If we look at all pip installs in July and August '16, Python 2.7 still comprises roughly 90% of all pip installs. There are some interesting day-to-day fluctuations that presumably show fewer users installing Python packages on the weekend, but overall there are about 10,000,000 packages installed on Python 2.7 distributions every day.

python-pip-downloads

Of course, the statistics above capture all pip installs from all Python packages. What about the Scientific Python (SciPy) stack, which most of my readers are probably concerned about?

SciPy stack downloads

To look at Python usage across the SciPy stack, I used the same query as above except I limited the search to the following packages:

  • NumPy
  • SciPy
  • matplotlib
  • pandas
  • SymPy
  • IPython
  • Jupyter
  • nose
  • scikit-learn
  • scikit-image
  • Seaborn
  • Bokeh

(I added the last two per my personal opinion; the others are referenced on the SciPy page.)

python-scipy-stack-pip-downloads

Much to my dismay, even in the SciPy stack pip is used to install an order of magnitude more packages on Python 2.7 distributions than Python 3 (roughly 80% of all installs), with little sign of slowing down.
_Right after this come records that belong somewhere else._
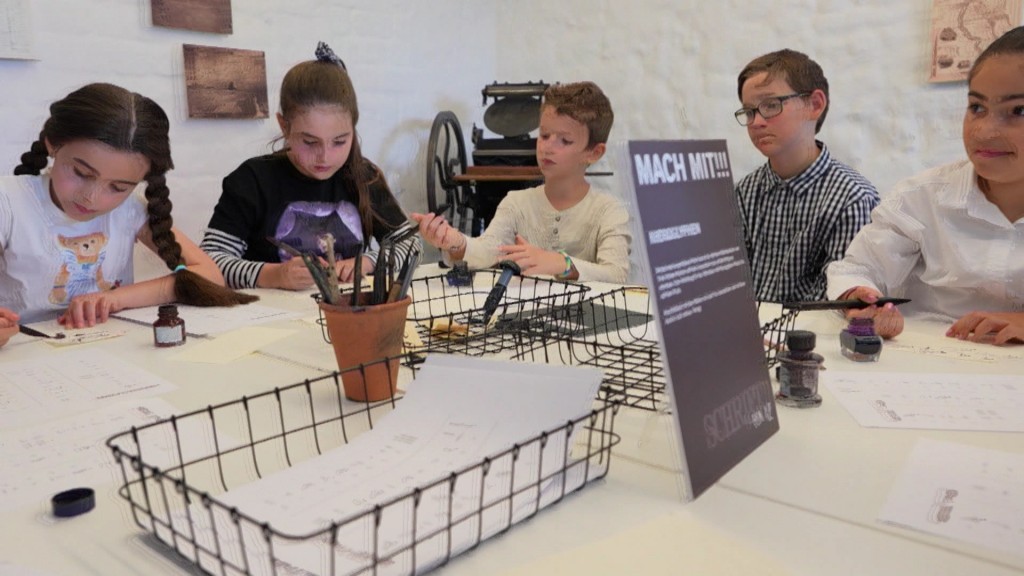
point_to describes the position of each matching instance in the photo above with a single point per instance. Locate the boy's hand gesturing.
(531, 259)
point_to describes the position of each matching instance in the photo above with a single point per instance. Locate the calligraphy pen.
(33, 332)
(320, 275)
(845, 304)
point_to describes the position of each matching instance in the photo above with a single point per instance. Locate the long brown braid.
(130, 122)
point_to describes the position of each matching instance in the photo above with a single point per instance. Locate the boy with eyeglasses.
(802, 208)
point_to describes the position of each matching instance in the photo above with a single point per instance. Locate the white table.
(804, 503)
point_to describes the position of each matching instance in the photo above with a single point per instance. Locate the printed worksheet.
(962, 492)
(456, 413)
(43, 388)
(42, 460)
(951, 402)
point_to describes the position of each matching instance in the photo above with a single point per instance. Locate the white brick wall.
(669, 67)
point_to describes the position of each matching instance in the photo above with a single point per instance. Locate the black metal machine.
(469, 195)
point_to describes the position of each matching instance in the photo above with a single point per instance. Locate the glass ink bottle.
(169, 329)
(859, 342)
(798, 374)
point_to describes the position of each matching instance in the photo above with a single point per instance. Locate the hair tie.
(325, 53)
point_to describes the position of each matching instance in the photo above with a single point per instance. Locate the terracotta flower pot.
(364, 335)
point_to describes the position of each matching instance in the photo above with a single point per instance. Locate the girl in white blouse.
(952, 238)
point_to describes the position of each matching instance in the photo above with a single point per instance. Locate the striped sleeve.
(226, 251)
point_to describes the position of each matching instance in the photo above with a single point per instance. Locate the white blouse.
(937, 240)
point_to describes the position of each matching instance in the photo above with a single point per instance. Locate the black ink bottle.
(859, 342)
(798, 374)
(169, 329)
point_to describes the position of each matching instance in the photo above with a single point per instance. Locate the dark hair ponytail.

At this point, we have to wonder: will Python's scientific Python community be ready when support for Python 2 is officially dropped in 2020?
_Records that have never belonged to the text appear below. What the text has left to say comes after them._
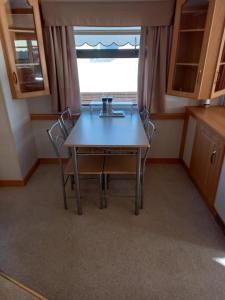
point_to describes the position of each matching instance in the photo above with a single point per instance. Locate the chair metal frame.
(57, 142)
(66, 117)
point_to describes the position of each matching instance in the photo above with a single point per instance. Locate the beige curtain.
(153, 67)
(62, 68)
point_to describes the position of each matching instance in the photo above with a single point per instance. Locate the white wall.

Breakdown by packages in the SciPy stack

I was also curious to see the Python usage statistics broken down by the various scientific Python packages, so that's what I've plotted below. In general, it seems that it's important for the scientific Python packages to primarily support Python 2.7, 3.4, and 3.5, with a handful of packages even having a large Python 2.6 user base.
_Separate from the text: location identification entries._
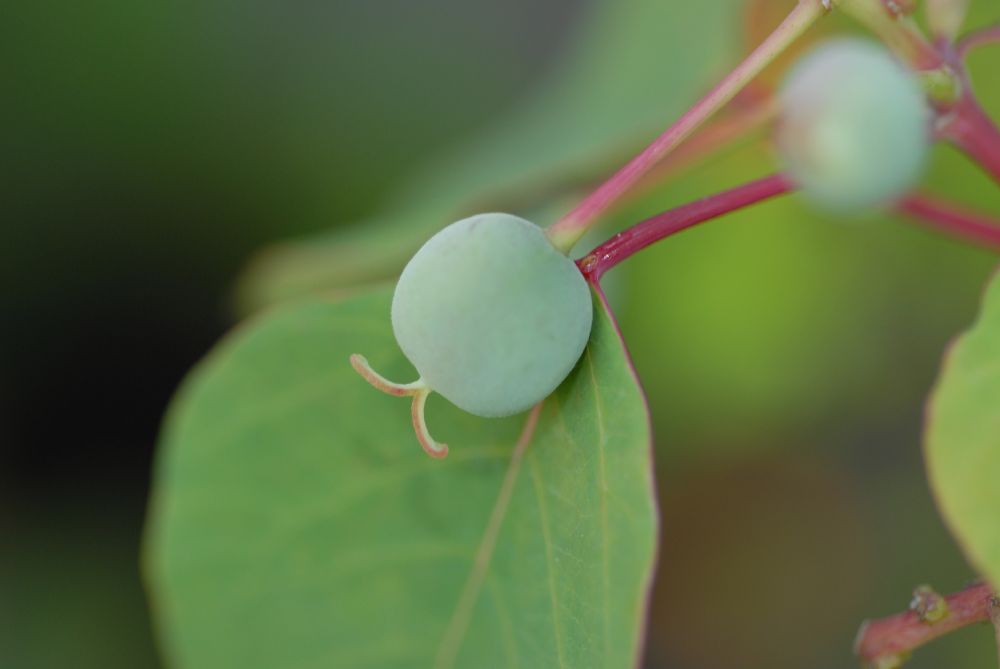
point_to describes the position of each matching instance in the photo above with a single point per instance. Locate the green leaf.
(634, 67)
(297, 523)
(963, 439)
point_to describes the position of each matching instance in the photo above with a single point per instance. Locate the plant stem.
(568, 230)
(971, 130)
(642, 234)
(990, 35)
(881, 640)
(953, 219)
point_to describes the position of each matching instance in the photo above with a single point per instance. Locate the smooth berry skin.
(853, 130)
(491, 314)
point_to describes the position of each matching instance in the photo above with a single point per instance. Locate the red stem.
(972, 131)
(990, 35)
(903, 632)
(953, 219)
(642, 234)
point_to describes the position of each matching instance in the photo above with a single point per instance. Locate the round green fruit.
(853, 130)
(491, 314)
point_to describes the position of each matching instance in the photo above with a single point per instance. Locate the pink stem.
(642, 234)
(902, 633)
(569, 228)
(952, 219)
(972, 131)
(976, 39)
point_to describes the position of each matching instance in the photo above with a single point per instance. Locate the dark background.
(147, 150)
python-pip-package-bokeh-downloads

python-pip-package-ipython-downloads

python-pip-package-jupyter-downloads

python-pip-package-matplotlib-downloads

python-pip-package-nose-downloads

python-pip-package-numpy-downloads

python-pip-package-pandas-downloads

python-pip-package-scikit-image-downloads

python-pip-package-scikit-learn-downloads

python-pip-package-scipy-downloads

python-pip-package-seaborn-downloads

python-pip-package-sympy-downloads

Conclusions

Python 2 still seems to be the most-used version of Python by far, at least in terms of packages installed via pip. With Python 2's end of life in the near future, it's time for the Python community to start having a serious conversation about how to smooth the transition from Python 2 to 3.

Aside from 2to3 for automatic code translation, most major packages providing Python 3 support, and several guides focused on porting Python code from 2 to 3, what are we missing? If you're still using Python 2, what would convince you to make the switch?

Data source

I queried the PSF downloads table on BigQuery using the following query.

SELECT
  CONCAT( DATE(timestamp), '_', REGEXP_EXTRACT(details.python, r'^([2-3].[0-9]).') ) AS date_python,
  COUNT(details.python) AS downloads
FROM (TABLE_DATE_RANGE([the-psf:pypi.downloads], TIMESTAMP('2016-06-01'), TIMESTAMP('2016-09-01')))
WHERE
  LOWER(details.installer.name) LIKE 'pip'
  AND (LOWER(file.project) LIKE 'numpy'
    OR LOWER(file.project) LIKE 'scipy'
    OR LOWER(file.project) LIKE 'matplotlib'
    OR LOWER(file.project) LIKE 'pandas'
    OR LOWER(file.project) LIKE 'sympy'
    OR LOWER(file.project) LIKE 'ipython'
    OR LOWER(file.project) LIKE 'jupyter'
    OR LOWER(file.project) LIKE 'nose'
    OR LOWER(file.project) LIKE 'scikit-%'
    OR LOWER(file.project) LIKE 'seaborn'
    OR LOWER(file.project) LIKE 'bokeh')
GROUP BY
  date_python
ORDER BY
  date_python

This query was modified from Juan Pablo's earlier query.